0
votes

I have a lambda function in Python that makes some stuff and returns some values that need to be inserted in Redshift. In the lambda, I push the values to Kinesis, which copy them in S3 and after that in Redshift.

The values in lambda are obtained in a string as follows:

final_string = 'a;b;d;c'

Each letter is the value for a different column in the table in Redshift, hence the delimeter is ';'. Then I push the data to Kinesis Stream with:

put_response = kinesis_client.put_record(StreamName = 'PixelTrack',
                                            Data=json.dumps(final_string),
                                           PartitionKey='first')

Then, the kinesis stream feeds a Kinesis Firehose Stream. The file that is generated in S3 with Kinesis Firehose is like (including quotes in the file):

"a;b;c;d;c" 

And finally I copy the data to redshift with the following statement (configured in Kinesis firehose):

copy table
from blabla
BLANKSASNULL 
DELIMITER ';' 
EMPTYASNULL 
NULL AS 'null' 
ESCAPE 
FILLRECORD;

I have managed to make it work and getting the values in Redshift when just one result is buffered in Kinesis (creating a new column in Redshift, though). So, when just one lambda have been executed during the buffer time, Redshift table looks like:

  A        B         C         D     no_info_column
  "a       b         c         d"        <null>

The problem comes when I execute the lambda several times, because I get a file in S3 with the following text in it:

"a,b,c,d" "a1,b1,c1,d1"

And I get in Redshift the error Extra column(s) found because the copy statement is unable to find the rows separation.

I have tried the following stuff without success:

  • Returning the string in lambda
  • Searching how to set a row delimeter in copy (SO question)
  • Converting a list to json instead of a string. Then I had problems with the brackets opening the list
  • Using REMOVEQUOTES in copy statement

My original question were going to be: "How to copy from s3 to redshift with different rows separated by double quotes", but maybe the problem is in my first approach or whatever, so I have decided to make the question a little bit more broad.

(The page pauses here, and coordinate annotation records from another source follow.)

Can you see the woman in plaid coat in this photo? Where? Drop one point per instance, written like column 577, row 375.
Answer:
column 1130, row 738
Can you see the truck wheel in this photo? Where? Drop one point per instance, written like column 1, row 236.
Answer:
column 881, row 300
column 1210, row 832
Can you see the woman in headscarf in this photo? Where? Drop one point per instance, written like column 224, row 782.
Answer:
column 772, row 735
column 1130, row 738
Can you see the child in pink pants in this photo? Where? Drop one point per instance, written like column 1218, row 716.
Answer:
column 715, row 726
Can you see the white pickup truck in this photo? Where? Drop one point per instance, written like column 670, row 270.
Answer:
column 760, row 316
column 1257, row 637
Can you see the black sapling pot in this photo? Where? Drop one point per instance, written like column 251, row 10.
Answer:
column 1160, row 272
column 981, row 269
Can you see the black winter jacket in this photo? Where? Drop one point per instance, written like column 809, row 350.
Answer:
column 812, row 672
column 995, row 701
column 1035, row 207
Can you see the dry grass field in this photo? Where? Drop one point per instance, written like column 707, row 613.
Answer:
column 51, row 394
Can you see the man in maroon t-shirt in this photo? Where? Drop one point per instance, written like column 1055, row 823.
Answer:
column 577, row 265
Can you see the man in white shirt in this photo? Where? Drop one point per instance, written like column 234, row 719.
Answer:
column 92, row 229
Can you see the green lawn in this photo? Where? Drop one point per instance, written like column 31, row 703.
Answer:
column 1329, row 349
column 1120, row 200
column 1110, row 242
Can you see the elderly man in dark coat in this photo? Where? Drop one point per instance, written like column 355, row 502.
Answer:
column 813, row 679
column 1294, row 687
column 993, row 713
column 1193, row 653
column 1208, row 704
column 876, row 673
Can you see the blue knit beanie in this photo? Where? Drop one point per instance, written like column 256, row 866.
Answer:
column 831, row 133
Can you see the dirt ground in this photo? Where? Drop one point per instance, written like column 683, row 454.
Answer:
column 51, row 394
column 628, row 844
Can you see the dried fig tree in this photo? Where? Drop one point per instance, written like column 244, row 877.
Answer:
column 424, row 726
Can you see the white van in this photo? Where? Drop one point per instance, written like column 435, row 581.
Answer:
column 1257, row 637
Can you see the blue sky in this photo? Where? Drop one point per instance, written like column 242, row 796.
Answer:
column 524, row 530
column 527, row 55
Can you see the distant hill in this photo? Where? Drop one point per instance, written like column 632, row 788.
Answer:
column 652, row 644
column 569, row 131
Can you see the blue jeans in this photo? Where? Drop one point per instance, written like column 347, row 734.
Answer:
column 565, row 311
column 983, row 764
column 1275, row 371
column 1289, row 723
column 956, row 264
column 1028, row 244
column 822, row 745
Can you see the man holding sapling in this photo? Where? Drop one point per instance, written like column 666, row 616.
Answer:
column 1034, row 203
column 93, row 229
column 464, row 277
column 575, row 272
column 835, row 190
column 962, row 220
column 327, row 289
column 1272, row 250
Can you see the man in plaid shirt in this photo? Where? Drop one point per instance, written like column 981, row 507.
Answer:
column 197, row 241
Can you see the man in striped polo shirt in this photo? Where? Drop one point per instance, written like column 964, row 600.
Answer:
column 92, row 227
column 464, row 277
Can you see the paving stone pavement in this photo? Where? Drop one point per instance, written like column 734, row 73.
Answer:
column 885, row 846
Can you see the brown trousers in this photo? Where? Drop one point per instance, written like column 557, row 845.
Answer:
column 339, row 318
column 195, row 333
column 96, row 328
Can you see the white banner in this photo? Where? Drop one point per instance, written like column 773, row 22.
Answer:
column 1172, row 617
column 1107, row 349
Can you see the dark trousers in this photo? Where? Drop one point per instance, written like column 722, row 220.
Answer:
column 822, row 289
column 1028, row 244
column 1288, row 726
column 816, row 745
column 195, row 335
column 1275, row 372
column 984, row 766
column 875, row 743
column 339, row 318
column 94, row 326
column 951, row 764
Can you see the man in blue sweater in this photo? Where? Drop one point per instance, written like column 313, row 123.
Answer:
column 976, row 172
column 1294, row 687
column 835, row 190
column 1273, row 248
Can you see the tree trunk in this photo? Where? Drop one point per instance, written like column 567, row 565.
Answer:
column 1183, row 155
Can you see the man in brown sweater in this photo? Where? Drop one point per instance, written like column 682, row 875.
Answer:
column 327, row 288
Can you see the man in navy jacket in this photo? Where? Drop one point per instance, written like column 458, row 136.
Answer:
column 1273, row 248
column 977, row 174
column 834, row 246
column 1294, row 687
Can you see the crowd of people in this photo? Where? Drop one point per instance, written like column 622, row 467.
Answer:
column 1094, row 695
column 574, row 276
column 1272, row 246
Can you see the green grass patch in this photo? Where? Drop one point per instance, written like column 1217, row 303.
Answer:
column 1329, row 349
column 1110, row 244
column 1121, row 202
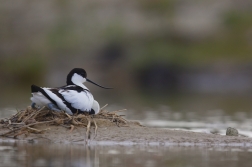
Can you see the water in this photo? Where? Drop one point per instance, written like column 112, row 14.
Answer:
column 191, row 113
column 73, row 155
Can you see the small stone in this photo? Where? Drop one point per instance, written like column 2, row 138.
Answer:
column 232, row 132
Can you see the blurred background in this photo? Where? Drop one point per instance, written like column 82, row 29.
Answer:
column 168, row 60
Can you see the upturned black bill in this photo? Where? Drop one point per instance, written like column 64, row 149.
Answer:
column 97, row 84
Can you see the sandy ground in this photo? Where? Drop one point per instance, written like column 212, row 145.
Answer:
column 132, row 133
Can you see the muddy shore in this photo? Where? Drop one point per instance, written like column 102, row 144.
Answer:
column 132, row 133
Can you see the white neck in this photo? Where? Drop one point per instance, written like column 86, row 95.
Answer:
column 78, row 80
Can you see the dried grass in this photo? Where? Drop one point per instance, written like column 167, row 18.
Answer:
column 24, row 121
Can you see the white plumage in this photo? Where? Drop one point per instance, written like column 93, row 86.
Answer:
column 72, row 98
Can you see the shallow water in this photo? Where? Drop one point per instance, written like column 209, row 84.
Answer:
column 74, row 155
column 199, row 114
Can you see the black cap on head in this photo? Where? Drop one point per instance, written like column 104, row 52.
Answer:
column 79, row 71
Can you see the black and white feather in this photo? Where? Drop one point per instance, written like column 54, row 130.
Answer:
column 72, row 98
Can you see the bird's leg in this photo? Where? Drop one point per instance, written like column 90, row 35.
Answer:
column 96, row 127
column 88, row 129
column 53, row 107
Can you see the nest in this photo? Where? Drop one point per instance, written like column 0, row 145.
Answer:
column 23, row 122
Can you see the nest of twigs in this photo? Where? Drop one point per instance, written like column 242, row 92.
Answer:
column 23, row 122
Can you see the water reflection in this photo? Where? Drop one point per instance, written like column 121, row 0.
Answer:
column 73, row 155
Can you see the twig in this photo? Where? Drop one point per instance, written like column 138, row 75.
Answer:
column 104, row 107
column 14, row 130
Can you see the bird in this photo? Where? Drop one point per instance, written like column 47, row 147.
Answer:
column 72, row 98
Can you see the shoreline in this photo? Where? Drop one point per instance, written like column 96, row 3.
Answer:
column 130, row 135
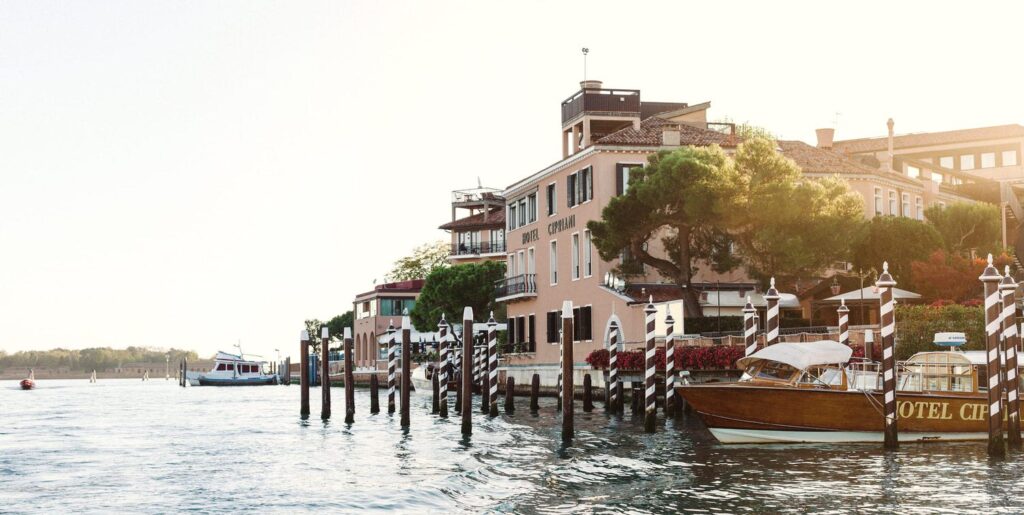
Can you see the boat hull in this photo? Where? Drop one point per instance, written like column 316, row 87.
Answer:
column 747, row 414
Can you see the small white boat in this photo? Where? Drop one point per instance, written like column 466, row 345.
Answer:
column 232, row 370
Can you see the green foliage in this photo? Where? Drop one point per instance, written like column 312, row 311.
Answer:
column 450, row 290
column 916, row 325
column 897, row 240
column 421, row 262
column 98, row 358
column 965, row 226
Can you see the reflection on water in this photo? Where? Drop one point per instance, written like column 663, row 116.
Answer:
column 129, row 445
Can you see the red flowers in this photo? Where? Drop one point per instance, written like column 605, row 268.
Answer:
column 722, row 356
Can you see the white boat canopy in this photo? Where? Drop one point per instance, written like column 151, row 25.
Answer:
column 801, row 355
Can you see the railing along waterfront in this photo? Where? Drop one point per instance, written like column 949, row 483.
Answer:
column 516, row 285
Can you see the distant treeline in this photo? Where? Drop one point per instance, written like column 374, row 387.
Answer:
column 98, row 358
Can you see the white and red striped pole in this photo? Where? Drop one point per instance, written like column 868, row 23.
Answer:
column 885, row 285
column 771, row 297
column 1011, row 342
column 750, row 329
column 990, row 279
column 650, row 412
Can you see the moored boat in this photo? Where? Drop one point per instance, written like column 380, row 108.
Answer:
column 811, row 392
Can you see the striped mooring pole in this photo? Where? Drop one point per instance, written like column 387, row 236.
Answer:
column 566, row 372
column 1011, row 341
column 493, row 365
column 990, row 279
column 614, row 383
column 771, row 297
column 650, row 413
column 442, row 366
column 304, row 375
column 750, row 330
column 885, row 285
column 670, row 367
column 392, row 341
column 466, row 389
column 844, row 323
column 326, row 380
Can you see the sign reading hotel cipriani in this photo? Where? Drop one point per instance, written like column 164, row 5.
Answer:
column 560, row 225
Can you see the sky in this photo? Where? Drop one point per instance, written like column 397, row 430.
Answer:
column 193, row 174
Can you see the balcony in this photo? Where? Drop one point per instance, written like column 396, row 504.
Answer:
column 468, row 251
column 603, row 101
column 516, row 288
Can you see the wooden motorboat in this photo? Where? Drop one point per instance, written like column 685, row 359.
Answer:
column 810, row 392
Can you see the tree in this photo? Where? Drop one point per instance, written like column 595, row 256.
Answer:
column 897, row 240
column 421, row 262
column 967, row 226
column 450, row 290
column 681, row 198
column 788, row 226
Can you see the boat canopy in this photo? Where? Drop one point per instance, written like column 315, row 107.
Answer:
column 801, row 355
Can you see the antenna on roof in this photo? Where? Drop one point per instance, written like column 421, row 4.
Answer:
column 585, row 52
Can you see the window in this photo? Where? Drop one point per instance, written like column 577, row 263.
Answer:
column 587, row 255
column 553, row 262
column 576, row 256
column 551, row 199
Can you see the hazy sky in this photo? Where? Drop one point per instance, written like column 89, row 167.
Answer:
column 189, row 174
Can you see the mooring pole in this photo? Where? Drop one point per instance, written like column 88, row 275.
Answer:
column 304, row 376
column 990, row 279
column 771, row 298
column 535, row 392
column 510, row 394
column 349, row 377
column 466, row 389
column 326, row 381
column 493, row 363
column 650, row 411
column 567, row 390
column 442, row 367
column 391, row 365
column 1011, row 341
column 885, row 285
column 670, row 367
column 407, row 329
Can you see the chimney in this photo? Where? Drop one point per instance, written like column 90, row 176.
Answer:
column 825, row 137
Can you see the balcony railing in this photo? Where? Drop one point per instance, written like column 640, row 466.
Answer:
column 468, row 250
column 516, row 285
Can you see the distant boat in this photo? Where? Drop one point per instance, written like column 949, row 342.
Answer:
column 232, row 370
column 29, row 382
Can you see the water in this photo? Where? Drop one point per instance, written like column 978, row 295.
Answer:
column 125, row 445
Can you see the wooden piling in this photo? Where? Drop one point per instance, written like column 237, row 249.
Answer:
column 407, row 329
column 375, row 406
column 326, row 375
column 304, row 376
column 885, row 285
column 535, row 392
column 510, row 394
column 1011, row 343
column 467, row 372
column 588, row 401
column 990, row 279
column 350, row 378
column 567, row 390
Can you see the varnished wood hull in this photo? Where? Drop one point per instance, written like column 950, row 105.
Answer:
column 745, row 414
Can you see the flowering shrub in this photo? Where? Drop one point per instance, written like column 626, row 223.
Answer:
column 685, row 358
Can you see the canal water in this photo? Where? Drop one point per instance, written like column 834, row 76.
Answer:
column 127, row 445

So, how could I solve this?

1
Why not cut out kinesis and just insert into Redshift directly from your lambda? You can easily connect to Redshift programmatically in python, and this would save you lots of time and moneyketcham
Are you using Kinesis Streams or Kinesis Firehose? If you are sending to Redshift, then the easier method is to use Kinesis Firehose because it takes care of the whole process for you, automatically buffering and sending content to Redshift.John Rotenstein
I have created a Kinesis Stream, which send the info to Kinesis Firehose (maybe that is the problem?). I am not inserting directly from lambda because I asked and I have been told that insert statements are very inefficient and we are talking of 4 million rows per day that needs to be inserted, which might slow down a lot the database eventuallyJavier Lopez Tomas
@John Rotenstein you gave me the idea of using just Kinesis Firehose instead both, so you can answer the question if you wantJavier Lopez Tomas

1 Answers

1
votes

If you wish to send streaming data to Amazon Redshift, you can use Amazon Kinesis Data Firehose. It has in-built buffering of data based on size (MB) or time (seconds) for batching writes to Amazon Redshift.

You are correct that it is not ideal to perform small INSERT operations on Redshift. It is much better to load data in bulk. So, if you need to load data on a continuous basis, Kinesis Data Firehose gives the best mix of performance.

You mention that "the kinesis stream feeds a Kinesis Firehose Stream". Feel free to write directly from the AWS Lambda function to Kinesis Data Firehose.